Previous military governments did not recognise the term “political prisoners”. The dictator General Ne Win abolished the system of classifying prisoners as A-class or B-class depending on the crimes they committed. This meant that students and dissidents were kept with murderers, rapists and robbers. Political prisoners were more likely to be subjected to torture than criminals, who also enjoyed more privileges. Criminals could bring in money and use it to arrange food supplies to supplement their diet but political prisoners had to eat poor quality rice.

U Thet Oo, who received a 15-year sentence for printing anti-government documents, said prison conditions worsened after Tatmadaw officers began interfering with the authority of Prisons Department staff.

The deterioration of discipline in prisons after Tatmadaw officers began being transferred to the Prisons Department has been outlined in former warden U Thein Winn’s book, The Prisons and The Public Riots.

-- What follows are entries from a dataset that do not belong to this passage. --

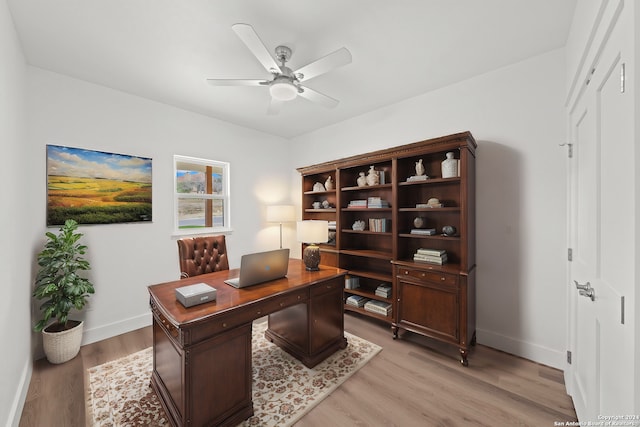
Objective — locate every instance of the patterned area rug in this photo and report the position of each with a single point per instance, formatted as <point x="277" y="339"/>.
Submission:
<point x="283" y="388"/>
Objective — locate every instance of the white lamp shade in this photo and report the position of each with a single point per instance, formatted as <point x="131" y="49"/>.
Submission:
<point x="313" y="231"/>
<point x="281" y="213"/>
<point x="283" y="90"/>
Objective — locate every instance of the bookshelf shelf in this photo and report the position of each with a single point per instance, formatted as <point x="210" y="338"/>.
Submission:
<point x="430" y="299"/>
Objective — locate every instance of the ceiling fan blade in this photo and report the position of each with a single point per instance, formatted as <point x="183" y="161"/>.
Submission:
<point x="327" y="63"/>
<point x="236" y="82"/>
<point x="274" y="107"/>
<point x="250" y="38"/>
<point x="317" y="97"/>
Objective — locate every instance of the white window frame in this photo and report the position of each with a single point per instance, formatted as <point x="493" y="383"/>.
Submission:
<point x="225" y="196"/>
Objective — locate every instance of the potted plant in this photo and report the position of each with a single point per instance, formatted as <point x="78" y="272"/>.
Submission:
<point x="62" y="289"/>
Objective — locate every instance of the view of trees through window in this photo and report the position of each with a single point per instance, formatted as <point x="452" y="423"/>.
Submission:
<point x="201" y="193"/>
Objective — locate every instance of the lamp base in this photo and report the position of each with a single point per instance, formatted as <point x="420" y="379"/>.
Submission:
<point x="311" y="257"/>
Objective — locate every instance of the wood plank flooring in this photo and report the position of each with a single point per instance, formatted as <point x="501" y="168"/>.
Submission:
<point x="413" y="381"/>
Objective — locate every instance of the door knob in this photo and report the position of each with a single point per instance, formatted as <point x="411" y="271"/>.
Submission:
<point x="586" y="290"/>
<point x="582" y="287"/>
<point x="590" y="293"/>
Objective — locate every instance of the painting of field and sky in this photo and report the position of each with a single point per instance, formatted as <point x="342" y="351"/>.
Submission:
<point x="93" y="187"/>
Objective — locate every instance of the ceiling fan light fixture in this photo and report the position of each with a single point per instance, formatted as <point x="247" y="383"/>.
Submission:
<point x="283" y="90"/>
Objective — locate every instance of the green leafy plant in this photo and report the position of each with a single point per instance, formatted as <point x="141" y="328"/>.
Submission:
<point x="57" y="281"/>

U Thein Winn worked at many jails, including Insein and Myitkyina, for the Prisons Department, renamed the Correctional Department in late 2008. The transfers to prisons of military officers affected discipline because it meant that departmental staff had little chance of being promoted, said U Thein Winn. He said salaries for prison staff should be increased to help eliminate corruption and torture in jails.

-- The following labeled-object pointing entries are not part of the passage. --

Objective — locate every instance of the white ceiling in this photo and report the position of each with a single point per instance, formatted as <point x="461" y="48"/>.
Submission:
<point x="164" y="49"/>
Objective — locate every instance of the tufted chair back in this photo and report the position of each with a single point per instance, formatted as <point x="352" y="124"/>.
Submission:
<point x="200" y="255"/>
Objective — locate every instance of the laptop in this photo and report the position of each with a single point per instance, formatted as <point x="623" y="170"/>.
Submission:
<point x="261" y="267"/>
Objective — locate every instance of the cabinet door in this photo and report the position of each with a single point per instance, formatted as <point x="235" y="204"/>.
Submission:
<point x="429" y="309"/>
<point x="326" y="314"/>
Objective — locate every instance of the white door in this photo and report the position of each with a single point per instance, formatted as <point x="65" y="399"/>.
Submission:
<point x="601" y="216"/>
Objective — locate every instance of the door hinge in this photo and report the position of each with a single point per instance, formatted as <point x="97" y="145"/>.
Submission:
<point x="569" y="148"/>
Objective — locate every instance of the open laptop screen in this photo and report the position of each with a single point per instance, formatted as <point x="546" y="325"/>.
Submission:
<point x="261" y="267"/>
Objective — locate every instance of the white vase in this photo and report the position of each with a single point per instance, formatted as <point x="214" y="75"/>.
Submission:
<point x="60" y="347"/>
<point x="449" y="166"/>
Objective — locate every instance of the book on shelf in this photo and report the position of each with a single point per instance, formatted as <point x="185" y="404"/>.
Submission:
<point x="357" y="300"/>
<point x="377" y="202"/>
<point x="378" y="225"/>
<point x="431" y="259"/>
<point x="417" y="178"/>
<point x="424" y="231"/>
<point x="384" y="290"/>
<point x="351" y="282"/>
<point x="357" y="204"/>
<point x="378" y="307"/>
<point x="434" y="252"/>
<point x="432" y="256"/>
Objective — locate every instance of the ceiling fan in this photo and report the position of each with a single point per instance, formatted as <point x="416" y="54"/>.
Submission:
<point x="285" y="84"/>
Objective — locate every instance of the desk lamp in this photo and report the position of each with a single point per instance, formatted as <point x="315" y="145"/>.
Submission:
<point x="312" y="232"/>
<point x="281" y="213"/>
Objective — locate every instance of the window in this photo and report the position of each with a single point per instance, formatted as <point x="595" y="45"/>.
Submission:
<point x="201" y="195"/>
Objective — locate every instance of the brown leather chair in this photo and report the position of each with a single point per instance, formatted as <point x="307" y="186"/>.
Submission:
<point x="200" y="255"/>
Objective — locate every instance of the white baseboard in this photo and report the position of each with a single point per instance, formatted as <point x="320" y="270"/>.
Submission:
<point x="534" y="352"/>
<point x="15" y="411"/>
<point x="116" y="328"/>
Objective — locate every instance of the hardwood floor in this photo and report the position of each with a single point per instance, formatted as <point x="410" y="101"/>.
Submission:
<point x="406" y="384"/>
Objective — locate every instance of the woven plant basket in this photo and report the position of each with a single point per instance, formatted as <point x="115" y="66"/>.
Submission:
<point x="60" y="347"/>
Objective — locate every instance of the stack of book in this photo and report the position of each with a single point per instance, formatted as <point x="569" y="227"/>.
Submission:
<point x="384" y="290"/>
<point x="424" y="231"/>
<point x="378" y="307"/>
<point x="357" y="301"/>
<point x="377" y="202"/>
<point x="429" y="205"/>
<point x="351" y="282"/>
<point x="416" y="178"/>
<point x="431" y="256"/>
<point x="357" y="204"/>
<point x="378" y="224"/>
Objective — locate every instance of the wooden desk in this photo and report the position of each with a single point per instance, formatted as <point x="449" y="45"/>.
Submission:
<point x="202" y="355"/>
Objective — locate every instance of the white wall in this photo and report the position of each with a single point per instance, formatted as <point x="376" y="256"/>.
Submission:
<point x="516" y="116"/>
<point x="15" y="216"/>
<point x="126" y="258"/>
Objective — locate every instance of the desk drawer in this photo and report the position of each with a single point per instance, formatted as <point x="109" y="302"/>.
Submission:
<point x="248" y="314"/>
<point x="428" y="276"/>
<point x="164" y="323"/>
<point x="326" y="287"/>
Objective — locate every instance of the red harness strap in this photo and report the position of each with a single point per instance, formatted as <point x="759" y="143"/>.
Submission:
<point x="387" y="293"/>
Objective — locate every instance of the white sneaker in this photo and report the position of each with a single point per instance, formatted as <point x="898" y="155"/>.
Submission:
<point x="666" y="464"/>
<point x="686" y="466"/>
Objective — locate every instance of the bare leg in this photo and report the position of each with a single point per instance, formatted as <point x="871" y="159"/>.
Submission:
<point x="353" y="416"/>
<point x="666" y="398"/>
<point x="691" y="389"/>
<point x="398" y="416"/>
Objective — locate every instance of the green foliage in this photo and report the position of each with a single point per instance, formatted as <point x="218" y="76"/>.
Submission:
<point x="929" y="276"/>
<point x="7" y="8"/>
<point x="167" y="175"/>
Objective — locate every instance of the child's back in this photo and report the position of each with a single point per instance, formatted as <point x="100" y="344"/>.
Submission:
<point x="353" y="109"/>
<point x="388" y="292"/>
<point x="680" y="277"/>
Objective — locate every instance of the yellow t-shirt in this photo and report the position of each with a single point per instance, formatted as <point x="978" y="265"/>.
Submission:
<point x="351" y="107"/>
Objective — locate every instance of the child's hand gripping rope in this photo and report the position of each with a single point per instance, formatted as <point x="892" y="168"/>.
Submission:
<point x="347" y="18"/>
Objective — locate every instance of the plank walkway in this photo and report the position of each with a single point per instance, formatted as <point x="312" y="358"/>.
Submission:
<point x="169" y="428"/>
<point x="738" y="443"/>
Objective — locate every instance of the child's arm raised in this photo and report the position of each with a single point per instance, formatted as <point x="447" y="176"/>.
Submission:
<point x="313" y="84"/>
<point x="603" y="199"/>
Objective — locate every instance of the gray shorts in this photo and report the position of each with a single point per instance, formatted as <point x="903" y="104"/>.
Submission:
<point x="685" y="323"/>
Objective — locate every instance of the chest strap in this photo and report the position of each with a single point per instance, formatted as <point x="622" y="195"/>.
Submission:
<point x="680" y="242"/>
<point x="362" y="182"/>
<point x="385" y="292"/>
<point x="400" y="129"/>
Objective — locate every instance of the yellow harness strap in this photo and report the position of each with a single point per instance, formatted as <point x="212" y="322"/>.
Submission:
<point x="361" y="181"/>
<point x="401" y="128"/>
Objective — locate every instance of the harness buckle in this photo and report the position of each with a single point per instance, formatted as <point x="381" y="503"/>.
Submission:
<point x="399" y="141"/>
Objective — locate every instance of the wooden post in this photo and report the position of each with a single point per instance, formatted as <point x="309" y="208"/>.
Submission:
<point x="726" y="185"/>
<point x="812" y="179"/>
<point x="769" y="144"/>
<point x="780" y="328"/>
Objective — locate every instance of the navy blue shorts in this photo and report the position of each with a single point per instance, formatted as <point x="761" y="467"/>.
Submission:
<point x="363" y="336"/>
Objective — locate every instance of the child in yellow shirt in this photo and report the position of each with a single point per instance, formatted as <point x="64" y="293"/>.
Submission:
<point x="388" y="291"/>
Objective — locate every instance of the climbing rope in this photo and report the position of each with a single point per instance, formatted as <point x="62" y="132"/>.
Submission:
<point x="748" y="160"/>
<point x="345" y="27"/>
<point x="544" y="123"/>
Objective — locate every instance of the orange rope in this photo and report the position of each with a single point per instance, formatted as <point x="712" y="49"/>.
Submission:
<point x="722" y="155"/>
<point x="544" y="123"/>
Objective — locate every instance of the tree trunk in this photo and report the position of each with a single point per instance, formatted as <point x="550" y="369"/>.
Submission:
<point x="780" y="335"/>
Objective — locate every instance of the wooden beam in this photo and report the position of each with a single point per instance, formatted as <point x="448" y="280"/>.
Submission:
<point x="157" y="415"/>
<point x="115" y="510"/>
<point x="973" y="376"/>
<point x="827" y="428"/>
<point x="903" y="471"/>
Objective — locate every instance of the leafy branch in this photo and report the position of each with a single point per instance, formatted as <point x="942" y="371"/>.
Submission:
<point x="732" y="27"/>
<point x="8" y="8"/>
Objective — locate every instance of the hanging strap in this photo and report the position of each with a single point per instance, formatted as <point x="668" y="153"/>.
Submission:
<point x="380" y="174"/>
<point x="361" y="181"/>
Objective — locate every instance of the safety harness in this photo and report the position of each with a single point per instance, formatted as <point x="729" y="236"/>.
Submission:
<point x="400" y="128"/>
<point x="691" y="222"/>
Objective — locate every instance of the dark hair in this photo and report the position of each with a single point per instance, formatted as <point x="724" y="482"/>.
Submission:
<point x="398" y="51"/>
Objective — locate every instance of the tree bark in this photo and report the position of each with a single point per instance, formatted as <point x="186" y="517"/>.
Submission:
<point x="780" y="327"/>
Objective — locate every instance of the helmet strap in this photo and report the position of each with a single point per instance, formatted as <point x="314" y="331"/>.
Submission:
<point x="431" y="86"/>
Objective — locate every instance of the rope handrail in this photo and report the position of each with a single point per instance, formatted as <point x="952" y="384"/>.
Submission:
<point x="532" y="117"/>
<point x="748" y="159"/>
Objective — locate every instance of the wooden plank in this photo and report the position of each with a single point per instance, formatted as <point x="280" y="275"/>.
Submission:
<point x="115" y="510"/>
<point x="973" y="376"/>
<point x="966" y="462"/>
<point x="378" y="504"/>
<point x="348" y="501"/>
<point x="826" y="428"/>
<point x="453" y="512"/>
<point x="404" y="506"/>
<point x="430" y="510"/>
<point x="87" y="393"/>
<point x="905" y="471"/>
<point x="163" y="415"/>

“The problem is that part of the food allotted for the prisoners is being taken by the prison staff,” U Jolly Htun said.

The salary of a warden, who is responsible for running a prison, is less than that of a factory worker. Monthly salaries for a warden range between about K93,000 and K100,000. The lowest ranked warders earn between about K75,000 and K80,000 a month.

In Myanmar prisons there is a system that allows inmates to buy positions and enjoy certain privileges in return for taking responsibility for some daily routines, such as line-ups for head counts. Inmates have to pay money to the prison authorities to acquire these roles and the system is ripe for abuse, including corruption, bullying and torture.

The highest of these positions is the person in charge of line-ups, followed by an assistant, room head, and discipline enforcer, under which are ordinary inmates.

Whenever questions are raised about conditions in Myanmar prisons, the authorities always defend them by saying they are up to international standard.

A draft law to update the colonial-era 1894 Prison Act was tabled in the outgoing parliament but had not been enacted when the term of the hluttaw expired at the end of January. The draft law did not set minimum standards of food, water and healthcare for prisoners.

Scores of MPs in the new parliament are former political prisoners and some are sure to be appointed to the new cabinet. There are high expectations that an NLD government will reform the prison system. We will have to wait and see.